The real sense of disappointment from what is threatening to become a grubby little saga emanates from the fact that Wright-Phillips, a man regarded by City supporters as "one of the good guys", seems to believe City's offer to be so far beneath him. The mind strays back to Ashley Cole's infamous derision of Arsenal's £55,000-a-week offer before his defection to Chelsea in 2006 and one of the more infamous quotes of football's W-for-Whatever generation. "I was so incensed," Cole wrote in the brilliantly ghastly My Defence, "I was trembling with anger. I couldn't believe what I'd heard. I nearly swerved off the road."

Except we all knew Cole was a bit of a twerp back then. Wright-Phillips always seemed a bit more sensible, not so showy – less vulgar, if you like. The first time I met him he was stood outside Manchester City's old training ground in Platt Lane waiting for a lift, muddy boots over his shoulder, a thick plume of green snot coming from both nostrils. He was 16 at the time and looked like he came from Lilliput. There was nothing particularly streetwise about him. Platt Lane is in one of Manchester's more unloved districts. Wright-Phillips looked like a little lost kid.

He is 28 now and earns £60,000 a week, with bonuses on top. Or to put in an annual context, as most of us operate anyway, £3.1m a year. That contract will still have two years to run at the end of the season and, ordinarily, City would not start negotiating a renewal until a player was about 18 months from the end of his deal.

His problem is that when he rejoined City from Chelsea in August 2008, it was a few days before the Abu Dhabi United Group's takeover. Bad timing, in other words. To quote Ian Wright: "He signed before all the money came." City are now owned by Abu Dhabi's ruling Nahyan family, the richest men on earth (sitting on 9% of the planet's oil reserves), and Wright-Phillips feels like he has missed out. When Wayne Bridge followed him from Chelsea to City it was on £90,000 a week. Other players have arrived on six-figure weekly salaries. One, Carlos Tevez, has been City's player of the season, but Robinho, Joleon Lescott and Kolo Touré have been erratic at best.

So, incidentally, has Wright-Phillips, despite the goal-scoring substitute's display for England in Wednesday's 3-1 defeat of Egypt. He will also be 30 when his current contract expires and, as Cook and Marwood have pointed out, that is the age when insecurity starts to appear on a footballer's horizon, particularly one who has built his career on his speed.

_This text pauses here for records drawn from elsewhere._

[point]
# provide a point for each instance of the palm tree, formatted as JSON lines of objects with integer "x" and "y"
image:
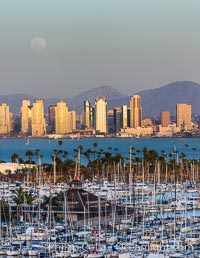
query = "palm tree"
{"x": 29, "y": 154}
{"x": 60, "y": 142}
{"x": 18, "y": 199}
{"x": 14, "y": 158}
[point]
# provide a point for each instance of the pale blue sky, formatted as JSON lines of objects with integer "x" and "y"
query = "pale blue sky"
{"x": 130, "y": 45}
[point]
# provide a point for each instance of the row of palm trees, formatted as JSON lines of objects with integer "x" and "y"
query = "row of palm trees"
{"x": 145, "y": 164}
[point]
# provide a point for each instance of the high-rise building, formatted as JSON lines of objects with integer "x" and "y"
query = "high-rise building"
{"x": 110, "y": 121}
{"x": 87, "y": 114}
{"x": 52, "y": 115}
{"x": 71, "y": 121}
{"x": 26, "y": 117}
{"x": 117, "y": 119}
{"x": 124, "y": 115}
{"x": 183, "y": 116}
{"x": 61, "y": 113}
{"x": 165, "y": 118}
{"x": 5, "y": 119}
{"x": 38, "y": 119}
{"x": 135, "y": 112}
{"x": 101, "y": 114}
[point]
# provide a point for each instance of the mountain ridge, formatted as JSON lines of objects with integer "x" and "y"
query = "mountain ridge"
{"x": 154, "y": 101}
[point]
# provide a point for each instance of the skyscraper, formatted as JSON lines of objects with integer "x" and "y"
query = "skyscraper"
{"x": 87, "y": 114}
{"x": 61, "y": 113}
{"x": 101, "y": 114}
{"x": 5, "y": 119}
{"x": 165, "y": 118}
{"x": 124, "y": 117}
{"x": 26, "y": 117}
{"x": 38, "y": 119}
{"x": 117, "y": 119}
{"x": 71, "y": 121}
{"x": 52, "y": 115}
{"x": 135, "y": 112}
{"x": 183, "y": 116}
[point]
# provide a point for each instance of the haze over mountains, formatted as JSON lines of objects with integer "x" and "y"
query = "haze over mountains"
{"x": 154, "y": 101}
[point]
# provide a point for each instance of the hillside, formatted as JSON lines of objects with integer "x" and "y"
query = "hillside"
{"x": 154, "y": 101}
{"x": 165, "y": 98}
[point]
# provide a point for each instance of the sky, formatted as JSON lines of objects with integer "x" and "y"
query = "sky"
{"x": 131, "y": 45}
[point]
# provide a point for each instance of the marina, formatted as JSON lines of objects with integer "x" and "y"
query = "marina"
{"x": 141, "y": 206}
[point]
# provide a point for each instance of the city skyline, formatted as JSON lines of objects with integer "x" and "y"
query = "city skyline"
{"x": 61, "y": 48}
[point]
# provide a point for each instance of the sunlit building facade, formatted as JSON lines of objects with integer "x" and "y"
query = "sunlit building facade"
{"x": 38, "y": 120}
{"x": 61, "y": 113}
{"x": 165, "y": 118}
{"x": 183, "y": 116}
{"x": 135, "y": 112}
{"x": 5, "y": 119}
{"x": 101, "y": 114}
{"x": 26, "y": 117}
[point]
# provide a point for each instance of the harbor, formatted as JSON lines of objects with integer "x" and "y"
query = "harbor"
{"x": 141, "y": 205}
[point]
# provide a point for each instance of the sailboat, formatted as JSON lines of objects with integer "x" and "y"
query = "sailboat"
{"x": 28, "y": 141}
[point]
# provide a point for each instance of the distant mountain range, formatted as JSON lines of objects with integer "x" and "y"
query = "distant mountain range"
{"x": 154, "y": 101}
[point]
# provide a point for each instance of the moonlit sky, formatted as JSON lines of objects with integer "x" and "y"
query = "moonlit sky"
{"x": 131, "y": 45}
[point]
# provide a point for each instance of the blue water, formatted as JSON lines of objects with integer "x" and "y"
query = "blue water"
{"x": 47, "y": 147}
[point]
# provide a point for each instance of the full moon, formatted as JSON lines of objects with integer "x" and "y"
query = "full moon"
{"x": 38, "y": 44}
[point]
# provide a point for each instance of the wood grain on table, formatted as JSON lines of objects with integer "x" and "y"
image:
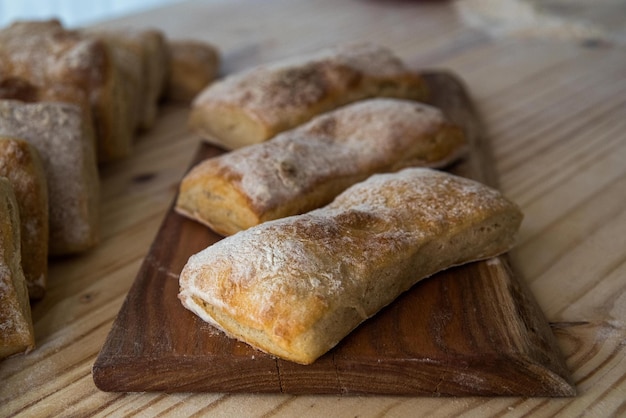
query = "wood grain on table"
{"x": 556, "y": 116}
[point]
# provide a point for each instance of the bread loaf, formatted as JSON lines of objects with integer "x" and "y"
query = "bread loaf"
{"x": 48, "y": 56}
{"x": 296, "y": 286}
{"x": 16, "y": 326}
{"x": 253, "y": 106}
{"x": 193, "y": 66}
{"x": 144, "y": 57}
{"x": 305, "y": 168}
{"x": 66, "y": 146}
{"x": 21, "y": 165}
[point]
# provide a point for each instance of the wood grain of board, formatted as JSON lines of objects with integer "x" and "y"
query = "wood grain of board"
{"x": 471, "y": 330}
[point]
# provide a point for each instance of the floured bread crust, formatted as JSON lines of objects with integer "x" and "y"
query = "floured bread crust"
{"x": 16, "y": 326}
{"x": 253, "y": 106}
{"x": 294, "y": 287}
{"x": 66, "y": 145}
{"x": 21, "y": 165}
{"x": 305, "y": 168}
{"x": 143, "y": 57}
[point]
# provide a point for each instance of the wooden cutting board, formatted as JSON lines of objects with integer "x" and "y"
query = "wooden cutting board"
{"x": 471, "y": 330}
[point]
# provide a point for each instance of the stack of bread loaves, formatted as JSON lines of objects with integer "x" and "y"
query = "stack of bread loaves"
{"x": 69, "y": 101}
{"x": 329, "y": 199}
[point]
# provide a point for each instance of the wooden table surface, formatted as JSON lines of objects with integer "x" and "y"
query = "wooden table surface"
{"x": 556, "y": 116}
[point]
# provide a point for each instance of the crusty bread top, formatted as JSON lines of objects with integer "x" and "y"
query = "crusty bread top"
{"x": 66, "y": 146}
{"x": 280, "y": 90}
{"x": 274, "y": 284}
{"x": 16, "y": 327}
{"x": 21, "y": 164}
{"x": 45, "y": 53}
{"x": 280, "y": 177}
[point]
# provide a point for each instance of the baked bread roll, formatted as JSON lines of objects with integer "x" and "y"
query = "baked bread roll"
{"x": 305, "y": 168}
{"x": 253, "y": 106}
{"x": 21, "y": 165}
{"x": 294, "y": 287}
{"x": 47, "y": 56}
{"x": 193, "y": 66}
{"x": 144, "y": 57}
{"x": 16, "y": 325}
{"x": 66, "y": 145}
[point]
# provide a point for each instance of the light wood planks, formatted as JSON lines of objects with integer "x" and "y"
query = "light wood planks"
{"x": 570, "y": 236}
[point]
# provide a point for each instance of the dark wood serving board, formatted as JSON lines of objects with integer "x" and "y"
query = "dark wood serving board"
{"x": 471, "y": 330}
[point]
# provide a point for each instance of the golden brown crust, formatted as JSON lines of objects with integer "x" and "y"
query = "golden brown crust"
{"x": 305, "y": 168}
{"x": 251, "y": 107}
{"x": 21, "y": 165}
{"x": 16, "y": 326}
{"x": 48, "y": 56}
{"x": 296, "y": 286}
{"x": 143, "y": 58}
{"x": 193, "y": 66}
{"x": 66, "y": 146}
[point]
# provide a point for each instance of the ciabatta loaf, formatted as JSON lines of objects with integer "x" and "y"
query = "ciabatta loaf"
{"x": 305, "y": 168}
{"x": 296, "y": 286}
{"x": 66, "y": 145}
{"x": 193, "y": 65}
{"x": 253, "y": 106}
{"x": 143, "y": 57}
{"x": 48, "y": 56}
{"x": 21, "y": 165}
{"x": 16, "y": 326}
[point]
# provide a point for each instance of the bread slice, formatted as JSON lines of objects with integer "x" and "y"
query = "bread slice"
{"x": 66, "y": 145}
{"x": 253, "y": 106}
{"x": 305, "y": 168}
{"x": 21, "y": 165}
{"x": 296, "y": 286}
{"x": 16, "y": 325}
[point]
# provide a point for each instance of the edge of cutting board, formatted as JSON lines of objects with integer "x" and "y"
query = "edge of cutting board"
{"x": 471, "y": 330}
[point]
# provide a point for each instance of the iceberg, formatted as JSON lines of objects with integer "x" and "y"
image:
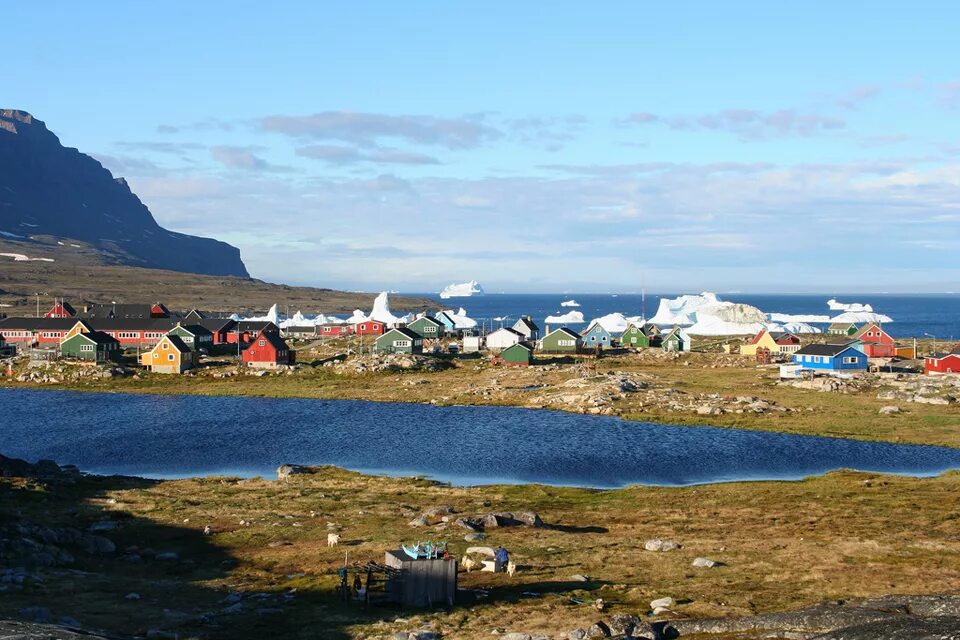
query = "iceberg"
{"x": 854, "y": 306}
{"x": 462, "y": 290}
{"x": 571, "y": 317}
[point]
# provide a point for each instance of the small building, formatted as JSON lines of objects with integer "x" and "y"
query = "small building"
{"x": 399, "y": 340}
{"x": 596, "y": 336}
{"x": 562, "y": 340}
{"x": 303, "y": 332}
{"x": 369, "y": 328}
{"x": 267, "y": 351}
{"x": 197, "y": 338}
{"x": 777, "y": 342}
{"x": 334, "y": 330}
{"x": 842, "y": 329}
{"x": 61, "y": 309}
{"x": 422, "y": 582}
{"x": 941, "y": 363}
{"x": 518, "y": 355}
{"x": 502, "y": 338}
{"x": 472, "y": 344}
{"x": 832, "y": 357}
{"x": 91, "y": 346}
{"x": 634, "y": 338}
{"x": 526, "y": 327}
{"x": 876, "y": 342}
{"x": 427, "y": 328}
{"x": 169, "y": 355}
{"x": 676, "y": 340}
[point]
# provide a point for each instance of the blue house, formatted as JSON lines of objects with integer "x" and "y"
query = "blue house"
{"x": 596, "y": 336}
{"x": 831, "y": 357}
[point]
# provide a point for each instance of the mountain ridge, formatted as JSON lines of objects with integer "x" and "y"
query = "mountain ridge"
{"x": 53, "y": 190}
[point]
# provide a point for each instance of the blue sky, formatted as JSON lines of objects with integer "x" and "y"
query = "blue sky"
{"x": 392, "y": 145}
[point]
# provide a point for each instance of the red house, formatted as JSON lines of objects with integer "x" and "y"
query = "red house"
{"x": 942, "y": 363}
{"x": 877, "y": 343}
{"x": 267, "y": 351}
{"x": 334, "y": 330}
{"x": 61, "y": 310}
{"x": 369, "y": 328}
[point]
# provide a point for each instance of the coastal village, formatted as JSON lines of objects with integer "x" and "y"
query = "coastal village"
{"x": 152, "y": 337}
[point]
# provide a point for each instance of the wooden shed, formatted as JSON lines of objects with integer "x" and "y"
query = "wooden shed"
{"x": 422, "y": 582}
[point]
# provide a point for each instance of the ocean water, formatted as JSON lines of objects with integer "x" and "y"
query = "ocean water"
{"x": 176, "y": 436}
{"x": 914, "y": 315}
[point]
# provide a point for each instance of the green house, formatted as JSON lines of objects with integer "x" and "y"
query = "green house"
{"x": 196, "y": 338}
{"x": 634, "y": 338}
{"x": 842, "y": 329}
{"x": 676, "y": 340}
{"x": 426, "y": 327}
{"x": 561, "y": 340}
{"x": 399, "y": 341}
{"x": 93, "y": 346}
{"x": 518, "y": 355}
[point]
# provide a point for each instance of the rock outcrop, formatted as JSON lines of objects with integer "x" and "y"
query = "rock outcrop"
{"x": 49, "y": 189}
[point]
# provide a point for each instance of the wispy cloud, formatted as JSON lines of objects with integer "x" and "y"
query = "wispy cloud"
{"x": 338, "y": 154}
{"x": 368, "y": 129}
{"x": 747, "y": 124}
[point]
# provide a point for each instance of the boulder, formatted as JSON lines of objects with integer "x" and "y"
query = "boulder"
{"x": 706, "y": 563}
{"x": 661, "y": 545}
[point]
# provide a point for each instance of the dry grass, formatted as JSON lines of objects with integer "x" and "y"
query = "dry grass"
{"x": 785, "y": 544}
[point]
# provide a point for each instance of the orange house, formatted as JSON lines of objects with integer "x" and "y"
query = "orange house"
{"x": 170, "y": 355}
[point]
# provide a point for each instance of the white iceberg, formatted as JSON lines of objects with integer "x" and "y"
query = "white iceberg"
{"x": 460, "y": 319}
{"x": 787, "y": 318}
{"x": 462, "y": 290}
{"x": 571, "y": 317}
{"x": 860, "y": 317}
{"x": 854, "y": 306}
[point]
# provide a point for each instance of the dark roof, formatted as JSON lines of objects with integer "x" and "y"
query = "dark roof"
{"x": 257, "y": 325}
{"x": 824, "y": 349}
{"x": 406, "y": 332}
{"x": 178, "y": 343}
{"x": 216, "y": 324}
{"x": 273, "y": 338}
{"x": 195, "y": 329}
{"x": 37, "y": 324}
{"x": 99, "y": 337}
{"x": 528, "y": 322}
{"x": 109, "y": 310}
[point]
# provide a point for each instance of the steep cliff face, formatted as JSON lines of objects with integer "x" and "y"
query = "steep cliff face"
{"x": 49, "y": 189}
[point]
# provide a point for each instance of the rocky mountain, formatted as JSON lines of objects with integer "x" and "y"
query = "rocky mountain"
{"x": 47, "y": 189}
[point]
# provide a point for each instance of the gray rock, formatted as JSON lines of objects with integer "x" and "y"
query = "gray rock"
{"x": 706, "y": 563}
{"x": 662, "y": 545}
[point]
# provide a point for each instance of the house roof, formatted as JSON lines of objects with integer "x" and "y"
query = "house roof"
{"x": 569, "y": 332}
{"x": 867, "y": 327}
{"x": 824, "y": 349}
{"x": 837, "y": 326}
{"x": 406, "y": 333}
{"x": 98, "y": 337}
{"x": 176, "y": 342}
{"x": 528, "y": 322}
{"x": 195, "y": 330}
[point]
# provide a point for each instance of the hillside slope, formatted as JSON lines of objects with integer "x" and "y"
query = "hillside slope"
{"x": 49, "y": 189}
{"x": 81, "y": 272}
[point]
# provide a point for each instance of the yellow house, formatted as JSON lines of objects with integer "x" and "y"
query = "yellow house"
{"x": 777, "y": 343}
{"x": 170, "y": 355}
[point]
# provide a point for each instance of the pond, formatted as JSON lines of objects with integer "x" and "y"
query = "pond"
{"x": 166, "y": 436}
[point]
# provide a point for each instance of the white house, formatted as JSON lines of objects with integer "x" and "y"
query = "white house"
{"x": 503, "y": 338}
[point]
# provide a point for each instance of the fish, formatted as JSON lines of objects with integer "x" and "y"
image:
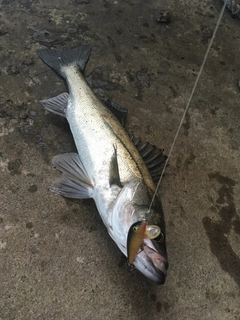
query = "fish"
{"x": 115, "y": 170}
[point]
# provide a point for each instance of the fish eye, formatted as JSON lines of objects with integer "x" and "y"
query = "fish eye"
{"x": 160, "y": 238}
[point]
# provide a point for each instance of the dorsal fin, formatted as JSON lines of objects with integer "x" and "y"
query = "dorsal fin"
{"x": 153, "y": 157}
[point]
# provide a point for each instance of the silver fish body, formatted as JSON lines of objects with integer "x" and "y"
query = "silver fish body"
{"x": 103, "y": 148}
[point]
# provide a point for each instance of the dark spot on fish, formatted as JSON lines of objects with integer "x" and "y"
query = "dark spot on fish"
{"x": 186, "y": 125}
{"x": 217, "y": 230}
{"x": 32, "y": 188}
{"x": 14, "y": 166}
{"x": 29, "y": 225}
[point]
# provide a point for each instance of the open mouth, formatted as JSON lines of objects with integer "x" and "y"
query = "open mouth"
{"x": 151, "y": 263}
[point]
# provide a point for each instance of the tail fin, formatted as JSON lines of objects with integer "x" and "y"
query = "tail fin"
{"x": 58, "y": 59}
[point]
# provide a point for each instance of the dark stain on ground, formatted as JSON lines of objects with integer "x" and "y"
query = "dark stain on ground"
{"x": 14, "y": 166}
{"x": 32, "y": 188}
{"x": 217, "y": 230}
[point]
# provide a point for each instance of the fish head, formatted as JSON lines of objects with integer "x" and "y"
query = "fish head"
{"x": 130, "y": 219}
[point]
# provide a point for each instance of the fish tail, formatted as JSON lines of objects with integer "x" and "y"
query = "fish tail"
{"x": 58, "y": 59}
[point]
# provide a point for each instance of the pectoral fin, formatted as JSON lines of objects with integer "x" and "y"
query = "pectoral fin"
{"x": 153, "y": 157}
{"x": 119, "y": 111}
{"x": 136, "y": 235}
{"x": 75, "y": 182}
{"x": 114, "y": 172}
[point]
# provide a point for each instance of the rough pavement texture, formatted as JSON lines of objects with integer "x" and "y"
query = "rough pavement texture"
{"x": 56, "y": 258}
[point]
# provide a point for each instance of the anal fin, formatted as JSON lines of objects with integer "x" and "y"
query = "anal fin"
{"x": 119, "y": 112}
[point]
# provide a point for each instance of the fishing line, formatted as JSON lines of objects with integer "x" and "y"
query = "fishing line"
{"x": 189, "y": 101}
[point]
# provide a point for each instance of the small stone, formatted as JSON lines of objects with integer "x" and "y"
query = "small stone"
{"x": 163, "y": 17}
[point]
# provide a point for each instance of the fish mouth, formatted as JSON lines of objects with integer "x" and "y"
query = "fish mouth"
{"x": 152, "y": 263}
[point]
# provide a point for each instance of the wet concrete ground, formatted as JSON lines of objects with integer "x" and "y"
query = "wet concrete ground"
{"x": 56, "y": 258}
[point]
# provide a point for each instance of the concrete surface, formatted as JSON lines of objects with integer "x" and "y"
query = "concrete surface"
{"x": 57, "y": 260}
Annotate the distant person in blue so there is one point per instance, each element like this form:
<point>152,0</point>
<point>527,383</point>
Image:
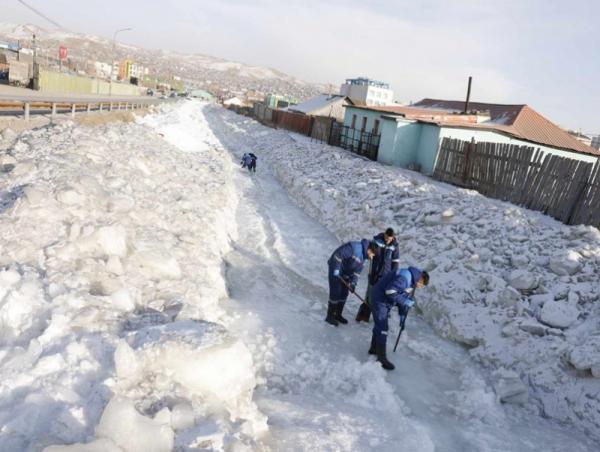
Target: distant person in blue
<point>394,289</point>
<point>246,161</point>
<point>387,259</point>
<point>345,264</point>
<point>253,159</point>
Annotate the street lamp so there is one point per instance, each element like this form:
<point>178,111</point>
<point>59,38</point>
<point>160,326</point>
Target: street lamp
<point>112,61</point>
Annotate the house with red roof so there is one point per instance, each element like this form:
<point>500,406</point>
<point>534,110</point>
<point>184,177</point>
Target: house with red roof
<point>410,135</point>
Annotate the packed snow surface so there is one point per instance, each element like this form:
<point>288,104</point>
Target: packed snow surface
<point>110,286</point>
<point>154,296</point>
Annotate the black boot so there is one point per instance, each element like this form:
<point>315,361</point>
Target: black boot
<point>373,348</point>
<point>331,314</point>
<point>380,349</point>
<point>338,314</point>
<point>364,313</point>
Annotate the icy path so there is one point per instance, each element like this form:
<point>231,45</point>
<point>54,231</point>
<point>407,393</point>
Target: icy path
<point>318,386</point>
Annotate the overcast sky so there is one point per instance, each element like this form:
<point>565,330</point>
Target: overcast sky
<point>545,53</point>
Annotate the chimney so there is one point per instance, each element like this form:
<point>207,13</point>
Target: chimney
<point>468,96</point>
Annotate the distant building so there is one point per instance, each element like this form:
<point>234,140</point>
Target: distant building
<point>279,101</point>
<point>364,91</point>
<point>323,105</point>
<point>102,69</point>
<point>233,101</point>
<point>128,69</point>
<point>201,94</point>
<point>409,136</point>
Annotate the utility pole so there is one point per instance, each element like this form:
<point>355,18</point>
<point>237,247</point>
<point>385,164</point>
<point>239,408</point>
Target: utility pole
<point>112,61</point>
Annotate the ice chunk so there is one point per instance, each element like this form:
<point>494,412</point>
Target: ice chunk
<point>587,355</point>
<point>508,386</point>
<point>126,364</point>
<point>533,327</point>
<point>182,416</point>
<point>522,280</point>
<point>70,196</point>
<point>114,265</point>
<point>34,195</point>
<point>132,431</point>
<point>98,445</point>
<point>202,358</point>
<point>157,264</point>
<point>566,263</point>
<point>559,314</point>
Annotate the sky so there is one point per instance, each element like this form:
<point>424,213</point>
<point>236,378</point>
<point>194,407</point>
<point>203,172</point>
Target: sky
<point>544,53</point>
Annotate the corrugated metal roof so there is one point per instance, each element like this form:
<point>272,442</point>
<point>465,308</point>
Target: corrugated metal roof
<point>318,102</point>
<point>518,120</point>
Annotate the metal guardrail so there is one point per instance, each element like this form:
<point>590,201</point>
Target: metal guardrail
<point>55,104</point>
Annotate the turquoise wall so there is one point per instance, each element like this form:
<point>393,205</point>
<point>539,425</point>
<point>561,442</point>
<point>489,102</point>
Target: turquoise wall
<point>406,144</point>
<point>489,136</point>
<point>428,148</point>
<point>360,114</point>
<point>387,142</point>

City have offered a pay rise to £70,000 and a year-long extension, but it has been turned down flat. The argument now put forward by Wright-Phillips's camp is that City seem more willing to reward new signings than players with an affinity to the club – ignoring, of course, that he has already left Manchester once before. Indeed, that might be part of the problem. Moving to Chelsea can have a funny effect on a footballer's ego. There seems to be something about Stamford Bridge that inflates a player's sense of self-importance.

Over at Manchester United, meanwhile, a high-ranking source reports that it will "probably take two minutes" for Paul Scholes to agree the terms of a new contract, without the help or otherwise of any agent, when he gets round to discussing it with the club's board. Scholes, you could say, has a genuine affinity to his club. Wright-Phillips? He is just another on the long list of football's multi-millionaires who thinks he deserves better.